34

Why doesn't the regex (?<=fo).* match foo (whereas (?<=f).* does)?

"foo" =~ /(?<=f).*/m          => 1
"foo" =~ /(?<=fo).*/m         => nil

This only seems to happen with singleline mode turned on (dot matches newline); without it, everything is OK:

"foo" =~ /(?<=f).*/           => 1
"foo" =~ /(?<=fo).*/          => 2

Tested on Ruby 1.9.3 and 2.0.0.

See it on Rubular

EDIT: Some more observations:

Adding an end-of-line anchor doesn't change anything:

"foo" =~ /(?<=fo).*$/m        => nil

But together with a lazy quantifier, it "works":

"foo" =~ /(?<=fo).*?$/m       => 2

EDIT: And some more observations:

.+ works as does its equivalent {1,}, but only in Ruby 1.9 (it seems that that's the only behavioral difference between the two in this scenario):

"foo" =~ /(?<=fo).+/m         => 2
"foo" =~ /(?<=fo).{1,}/       => 2

In Ruby 2.0:

"foo" =~ /(?<=fo).+/m         => nil
"foo" =~ /(?<=fo).{1,}/m      => nil

.{0,} is busted (in both 1.9 and 2.0):

"foo" =~ /(?<=fo).{0,}/m      => nil

But {n,m} works in both:

"foo" =~ /(?<=fo).{0,1}/m     => 2
"foo" =~ /(?<=fo).{0,2}/m     => 2
"foo" =~ /(?<=fo).{0,999}/m   => 2
"foo" =~ /(?<=fo).{1,999}/m   => 2
Tim Pietzcker
  • 328,213
  • 58
  • 503
  • 561
  • Well, lookbehind assertions *are* a new feature since version 1.9, but it's not like this is a very complicated one...makes you wonder what other bugs there are. – Tim Pietzcker Mar 05 '13 at 21:27
  • 2
    If it's a bug, it's in two different regexp engines (1.9 and 2.0.0 don't use the same engine). – Wayne Conrad Mar 05 '13 at 21:29
  • 4
    Well the Ruby 2.0 engine is Onigmo, which is a fork of Ruby 1.9's engine Oniguruma.

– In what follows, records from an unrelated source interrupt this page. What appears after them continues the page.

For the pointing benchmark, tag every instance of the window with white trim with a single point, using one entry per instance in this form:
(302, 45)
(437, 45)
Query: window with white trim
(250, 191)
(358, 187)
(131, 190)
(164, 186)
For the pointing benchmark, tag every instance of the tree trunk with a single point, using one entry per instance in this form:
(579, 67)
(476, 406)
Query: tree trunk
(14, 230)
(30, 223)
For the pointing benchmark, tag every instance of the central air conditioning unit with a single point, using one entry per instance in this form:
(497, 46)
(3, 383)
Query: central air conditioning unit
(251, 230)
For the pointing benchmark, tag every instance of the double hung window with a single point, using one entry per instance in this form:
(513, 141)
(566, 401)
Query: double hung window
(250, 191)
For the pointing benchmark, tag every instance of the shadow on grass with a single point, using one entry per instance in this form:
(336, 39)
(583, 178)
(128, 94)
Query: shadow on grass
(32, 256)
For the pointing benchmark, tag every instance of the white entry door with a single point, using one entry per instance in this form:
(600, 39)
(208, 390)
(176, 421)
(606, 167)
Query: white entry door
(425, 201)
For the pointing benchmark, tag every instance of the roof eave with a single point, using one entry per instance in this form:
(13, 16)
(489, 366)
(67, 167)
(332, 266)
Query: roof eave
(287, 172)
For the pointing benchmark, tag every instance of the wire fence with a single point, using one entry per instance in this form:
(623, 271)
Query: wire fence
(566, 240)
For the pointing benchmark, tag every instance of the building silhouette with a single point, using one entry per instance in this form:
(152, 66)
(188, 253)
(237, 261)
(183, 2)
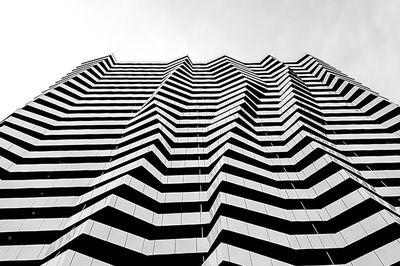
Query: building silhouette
(181, 163)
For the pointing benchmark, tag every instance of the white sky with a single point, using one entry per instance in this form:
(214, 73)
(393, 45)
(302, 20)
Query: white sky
(42, 41)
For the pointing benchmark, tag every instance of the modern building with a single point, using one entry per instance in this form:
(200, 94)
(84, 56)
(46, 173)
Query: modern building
(181, 163)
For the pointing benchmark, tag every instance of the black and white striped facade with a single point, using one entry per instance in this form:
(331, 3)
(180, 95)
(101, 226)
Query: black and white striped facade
(182, 163)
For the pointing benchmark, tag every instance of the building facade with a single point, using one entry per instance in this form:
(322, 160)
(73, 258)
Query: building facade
(182, 163)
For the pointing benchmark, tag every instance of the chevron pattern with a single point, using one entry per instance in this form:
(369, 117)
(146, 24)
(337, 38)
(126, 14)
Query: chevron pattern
(221, 163)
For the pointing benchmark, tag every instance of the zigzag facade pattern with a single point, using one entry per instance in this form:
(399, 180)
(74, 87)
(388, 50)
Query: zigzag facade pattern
(182, 163)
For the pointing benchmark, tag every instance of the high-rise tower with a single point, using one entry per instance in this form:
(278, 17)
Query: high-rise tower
(202, 164)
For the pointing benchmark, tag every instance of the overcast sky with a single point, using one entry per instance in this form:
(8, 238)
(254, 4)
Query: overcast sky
(41, 41)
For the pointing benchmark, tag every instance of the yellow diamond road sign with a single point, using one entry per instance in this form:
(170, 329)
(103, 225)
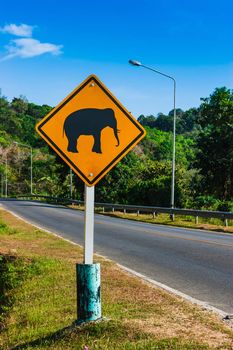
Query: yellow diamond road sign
(91, 130)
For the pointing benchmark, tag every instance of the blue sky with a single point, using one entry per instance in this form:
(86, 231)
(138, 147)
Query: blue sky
(49, 47)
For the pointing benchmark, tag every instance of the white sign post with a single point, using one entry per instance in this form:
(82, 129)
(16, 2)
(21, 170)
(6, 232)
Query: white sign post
(89, 224)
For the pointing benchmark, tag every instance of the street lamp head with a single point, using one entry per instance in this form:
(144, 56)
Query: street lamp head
(135, 63)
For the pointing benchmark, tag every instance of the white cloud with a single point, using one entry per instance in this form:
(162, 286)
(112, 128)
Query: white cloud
(28, 47)
(21, 30)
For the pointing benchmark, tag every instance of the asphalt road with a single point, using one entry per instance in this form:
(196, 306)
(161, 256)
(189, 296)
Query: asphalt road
(197, 263)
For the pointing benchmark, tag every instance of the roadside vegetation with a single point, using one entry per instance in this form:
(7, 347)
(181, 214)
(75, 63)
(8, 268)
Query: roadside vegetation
(38, 302)
(204, 158)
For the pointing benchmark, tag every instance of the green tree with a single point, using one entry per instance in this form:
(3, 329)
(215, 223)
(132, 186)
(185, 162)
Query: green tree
(215, 143)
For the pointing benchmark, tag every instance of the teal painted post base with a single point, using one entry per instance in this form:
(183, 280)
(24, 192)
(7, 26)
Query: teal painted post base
(88, 292)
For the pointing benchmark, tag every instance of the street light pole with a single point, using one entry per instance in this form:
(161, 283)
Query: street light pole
(137, 63)
(6, 180)
(31, 176)
(71, 184)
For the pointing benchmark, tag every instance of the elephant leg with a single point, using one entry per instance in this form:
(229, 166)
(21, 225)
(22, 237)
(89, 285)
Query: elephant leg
(72, 145)
(97, 146)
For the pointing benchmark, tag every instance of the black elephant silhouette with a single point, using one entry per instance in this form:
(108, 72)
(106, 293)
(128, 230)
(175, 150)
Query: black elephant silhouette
(89, 121)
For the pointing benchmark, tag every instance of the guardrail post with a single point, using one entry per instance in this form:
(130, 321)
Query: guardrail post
(172, 217)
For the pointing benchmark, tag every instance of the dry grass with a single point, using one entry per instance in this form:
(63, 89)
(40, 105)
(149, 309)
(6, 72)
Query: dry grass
(139, 307)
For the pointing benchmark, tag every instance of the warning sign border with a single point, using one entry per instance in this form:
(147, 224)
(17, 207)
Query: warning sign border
(93, 181)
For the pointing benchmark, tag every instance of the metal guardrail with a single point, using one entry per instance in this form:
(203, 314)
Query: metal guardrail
(225, 216)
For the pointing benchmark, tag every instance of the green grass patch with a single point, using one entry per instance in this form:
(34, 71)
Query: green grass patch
(38, 300)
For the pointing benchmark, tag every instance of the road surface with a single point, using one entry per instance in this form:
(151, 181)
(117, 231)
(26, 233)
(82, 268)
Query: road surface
(197, 263)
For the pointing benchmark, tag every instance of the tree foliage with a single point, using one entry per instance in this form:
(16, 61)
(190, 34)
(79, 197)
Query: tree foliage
(204, 157)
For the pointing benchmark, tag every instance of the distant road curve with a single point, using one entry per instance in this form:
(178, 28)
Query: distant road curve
(197, 263)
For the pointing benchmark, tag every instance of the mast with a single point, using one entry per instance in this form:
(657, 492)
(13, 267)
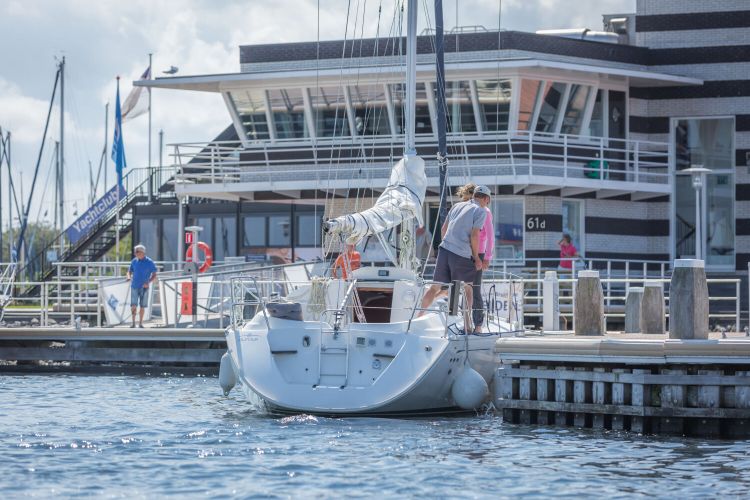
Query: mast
(410, 148)
(150, 167)
(442, 154)
(61, 178)
(106, 131)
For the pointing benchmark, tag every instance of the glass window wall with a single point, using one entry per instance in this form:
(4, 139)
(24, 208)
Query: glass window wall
(596, 125)
(709, 143)
(308, 230)
(288, 110)
(572, 212)
(494, 102)
(279, 231)
(527, 103)
(423, 122)
(169, 239)
(329, 112)
(254, 231)
(459, 109)
(225, 239)
(508, 218)
(148, 236)
(704, 142)
(370, 111)
(575, 109)
(251, 107)
(551, 107)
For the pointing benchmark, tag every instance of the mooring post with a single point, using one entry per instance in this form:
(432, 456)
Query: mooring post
(633, 310)
(653, 317)
(589, 304)
(688, 300)
(551, 302)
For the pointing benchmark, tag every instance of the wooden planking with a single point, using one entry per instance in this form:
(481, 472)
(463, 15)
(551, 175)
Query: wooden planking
(663, 399)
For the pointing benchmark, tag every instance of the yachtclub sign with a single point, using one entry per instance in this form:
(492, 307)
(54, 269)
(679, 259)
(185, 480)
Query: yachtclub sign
(90, 217)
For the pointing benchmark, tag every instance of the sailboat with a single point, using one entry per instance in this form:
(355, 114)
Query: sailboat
(362, 345)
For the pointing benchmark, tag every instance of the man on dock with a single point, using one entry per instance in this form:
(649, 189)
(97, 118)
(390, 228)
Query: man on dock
(458, 254)
(141, 274)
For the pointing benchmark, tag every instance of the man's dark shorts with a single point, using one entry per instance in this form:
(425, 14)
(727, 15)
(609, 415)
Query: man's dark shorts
(450, 266)
(139, 296)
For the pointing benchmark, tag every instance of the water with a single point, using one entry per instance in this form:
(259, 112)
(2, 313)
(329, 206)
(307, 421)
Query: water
(172, 435)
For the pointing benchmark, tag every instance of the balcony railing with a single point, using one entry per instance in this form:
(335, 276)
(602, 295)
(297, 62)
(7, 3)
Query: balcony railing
(520, 158)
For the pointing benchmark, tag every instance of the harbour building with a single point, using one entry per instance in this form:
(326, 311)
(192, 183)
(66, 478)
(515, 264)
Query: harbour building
(588, 133)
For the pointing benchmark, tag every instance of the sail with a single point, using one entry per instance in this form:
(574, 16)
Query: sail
(401, 201)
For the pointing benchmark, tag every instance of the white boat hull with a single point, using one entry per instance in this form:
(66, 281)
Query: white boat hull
(369, 369)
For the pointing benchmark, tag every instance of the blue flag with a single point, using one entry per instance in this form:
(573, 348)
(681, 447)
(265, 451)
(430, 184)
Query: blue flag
(118, 149)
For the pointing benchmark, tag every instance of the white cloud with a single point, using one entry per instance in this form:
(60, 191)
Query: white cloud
(104, 38)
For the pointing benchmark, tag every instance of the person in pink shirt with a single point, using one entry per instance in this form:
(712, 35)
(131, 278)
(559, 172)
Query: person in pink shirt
(486, 247)
(568, 253)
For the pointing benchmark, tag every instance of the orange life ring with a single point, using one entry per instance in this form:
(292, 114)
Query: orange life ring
(209, 259)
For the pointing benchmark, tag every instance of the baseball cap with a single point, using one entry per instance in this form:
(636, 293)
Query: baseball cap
(482, 190)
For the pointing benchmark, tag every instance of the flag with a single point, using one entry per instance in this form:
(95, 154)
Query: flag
(118, 148)
(136, 103)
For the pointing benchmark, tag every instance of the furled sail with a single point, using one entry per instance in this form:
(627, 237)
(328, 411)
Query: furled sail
(401, 201)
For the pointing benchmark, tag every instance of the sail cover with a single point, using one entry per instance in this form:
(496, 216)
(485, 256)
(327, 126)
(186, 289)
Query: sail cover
(401, 201)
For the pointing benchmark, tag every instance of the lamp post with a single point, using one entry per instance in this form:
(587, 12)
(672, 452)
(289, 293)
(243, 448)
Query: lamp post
(698, 173)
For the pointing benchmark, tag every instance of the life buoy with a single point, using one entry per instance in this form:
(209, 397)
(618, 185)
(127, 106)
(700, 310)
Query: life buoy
(209, 256)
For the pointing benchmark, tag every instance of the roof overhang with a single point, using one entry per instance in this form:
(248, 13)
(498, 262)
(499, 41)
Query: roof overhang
(639, 76)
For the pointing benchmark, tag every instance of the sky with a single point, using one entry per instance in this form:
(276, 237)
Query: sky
(102, 39)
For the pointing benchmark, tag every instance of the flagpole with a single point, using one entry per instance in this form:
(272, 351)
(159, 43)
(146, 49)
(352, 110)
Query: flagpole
(150, 168)
(117, 190)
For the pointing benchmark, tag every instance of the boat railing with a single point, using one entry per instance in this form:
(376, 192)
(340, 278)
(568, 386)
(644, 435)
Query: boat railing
(520, 153)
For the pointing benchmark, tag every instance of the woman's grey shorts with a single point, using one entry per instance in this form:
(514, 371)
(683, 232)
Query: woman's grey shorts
(450, 266)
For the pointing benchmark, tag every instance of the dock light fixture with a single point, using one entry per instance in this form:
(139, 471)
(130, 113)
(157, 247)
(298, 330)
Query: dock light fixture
(698, 173)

So if it's really a bug, it may well exist in both engines going unnoticed so far. – Patrick Oscity Mar 05 '13 at 21:43
  • 2
    Well, I've opened a ticket in the Ruby bug tracker...: http://bugs.ruby-lang.org/issues/8023 – Tim Pietzcker Mar 05 '13 at 21:44
  • In Ruby, 'dot matches all' is _multiline_ mode, and there is no _singleline_ mode as such. – MikeM Mar 05 '13 at 21:57
  • 2
    @MikeM: What Ruby calls "multiline" is called "singleline" in every other regex flavor there is. This is confusing enough :) – Tim Pietzcker Mar 05 '13 at 21:59
  • Linked: [How do I create a multiline regex?](http://stackoverflow.com/questions/15233480/how-do-i-create-a-multiline-regex). – MikeM Mar 05 '13 at 23:40
  • @dbenhur: Thanks for the additional observations! I've played with them and found a difference between Ruby 2.0 and 1.9's regex engines in the `.+`/`.{1,}` variants of the regex (see above). – Tim Pietzcker Mar 06 '13 at 06:48
  • 1
    I think it would be helpful and easier to read to many others if you remove the irb/pry prompt from the code chunks, and further put the results on the same line as the code like `"foo" =~ /(?<=f).*/m # => 1`. – sawa Mar 06 '13 at 06:53
  • 1
    @sawa: Right, thanks, this was getting out of hand :) – Tim Pietzcker Mar 06 '13 at 06:58
  • @WayneConrad: It's a slightly different bug in each version. Specifically, `.+` works in 1.9 and fails in 2.0... – Tim Pietzcker Mar 06 '13 at 21:25
  • Shouldn't your comment on opening a bug tracker be the answer? And this question be closed? [Or even deleted, since it's almost obvious from the start that this is a bug?](http://meta.stackexchange.com/q/158578/171231) It's a great find, but I don't think it's a great SO question. And especially it isn't an *unanswered* one. (so -1 on the question, but +1 on the comment in an attempt to show this "question" in answered.) – Chris Wesseling Mar 07 '13 at 09:03
  • @ChrisWesseling: I agree, but I'm still waiting for any reaction from the Ruby bugtracker. So far, there has been no activity at all. Until that happens, I'm hesitant to close the question. – Tim Pietzcker Mar 07 '13 at 11:20
  • @ChrisWesseling: Also, as is evident from the edits to the question, there have been valuable contributions to the question that helped define the (fairly obvious) bug better; that's something I'm not seeing on the bugtracker either. – Tim Pietzcker Mar 07 '13 at 11:28

1 Answers1

7

This has been officially classified as a bug and subsequently fixed, together with another problem concerning \Z anchors in multiline strings.

Tim Pietzcker
  • 328,213
  • 58
  • 503
  • 561